All patients in the group with non-recurrent aberrations (n = 105) had information from karyotyping performed at diagnosis (Additional file 2: Table S7). We used this information to provide support for the DNA methylation classification (Table 3). Nine out of ten patients with HeH-like methylation profiles had gains of chromosome 21, six of them had 48–49 chromosomes, and three had Down's syndrome (constitutional + chr21). This finding indicates that the methylation status of the genes in the HeH classifier is associated with chromosomal aneuploidy. Thus, these patients may share common biological features although they do not have the >50 chromosomes, which is the criteria used to define HeH as a subtype. All iAMP21-like patients (n = 4) and the single patient classified as 11q23-like had aberrations suggestive of, but not conclusive for, the canonical rearrangements in their karyotype data.

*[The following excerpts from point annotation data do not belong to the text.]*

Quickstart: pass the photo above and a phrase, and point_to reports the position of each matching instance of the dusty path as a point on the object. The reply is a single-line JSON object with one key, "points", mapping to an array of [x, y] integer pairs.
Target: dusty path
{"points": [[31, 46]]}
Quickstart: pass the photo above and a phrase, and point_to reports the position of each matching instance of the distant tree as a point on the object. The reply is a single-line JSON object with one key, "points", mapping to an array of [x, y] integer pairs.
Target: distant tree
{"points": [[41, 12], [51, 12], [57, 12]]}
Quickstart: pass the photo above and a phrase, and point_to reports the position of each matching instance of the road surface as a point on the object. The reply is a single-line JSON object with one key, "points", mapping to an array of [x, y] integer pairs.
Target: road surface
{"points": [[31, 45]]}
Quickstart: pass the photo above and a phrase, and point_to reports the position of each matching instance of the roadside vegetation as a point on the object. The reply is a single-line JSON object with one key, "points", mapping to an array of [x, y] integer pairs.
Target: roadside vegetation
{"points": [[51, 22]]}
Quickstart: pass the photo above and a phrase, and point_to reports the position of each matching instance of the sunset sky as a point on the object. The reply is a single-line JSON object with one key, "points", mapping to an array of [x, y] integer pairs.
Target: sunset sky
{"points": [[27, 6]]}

Table 3 Summary of subtype verification results

Verification by expressed fusion genes

Targeted analysis using FISH or RT-PCR for ETV6/RUNX1, MLL rearrangements, PBX1/TCF3, and BCR/ABL1 had been performed for only 57% of the subtype-like patients at the time of diagnosis. Therefore, it is likely that many of the newly classified patients actually harbor the canonical translocations that define the group they were assigned to by our DNA methylation classifier. Re-analysis by RT-PCR for the ETV6/RUNX1 fusion transcript in RNA taken at diagnosis from eight randomly selected t(12;21)-like patients with available RNA showed that half of them were positive for ETV6/RUNX1 (Additional file 2: Table S8).

We performed RNA-seq of 17 patients with available high quality RNA for whom cytogenetic subtype information from ALL diagnosis and the results obtained by the DNA methylation classifier did not agree. In nine out of these 17 patients, we detected expressed fusion genes (Table 4, Additional file 2: Table S9). Three previously unknown fusion genes t(20;21)RUNX1/ASXL1, t(7;12)ETV6/CBX3, and t(3;12)ETV6/AK125726 were identified in patients with t(12;21)-like methylation profiles. We found that several of the patients assigned to the ‘multi-class’ group according to the DNA methylation classifier harbored fusion genes with PAX5 as one of the fusion partners, including the known t(9;12)PAX5/ETV6 and inv(9p13.2)PAX5/ZCCHC7 fusion genes previously reported in ALL [19-21]. We also identified a new fusion gene, t(9;14)PAX5/ESRRB, which to our knowledge has not been previously reported. In an infant patient with HeH in the validation cohort who was misclassified as ‘non-class’ (ALL_validation_20 in Table 4), we identified an additional novel fusion gene, t(5;15)BRD9/NUTM1.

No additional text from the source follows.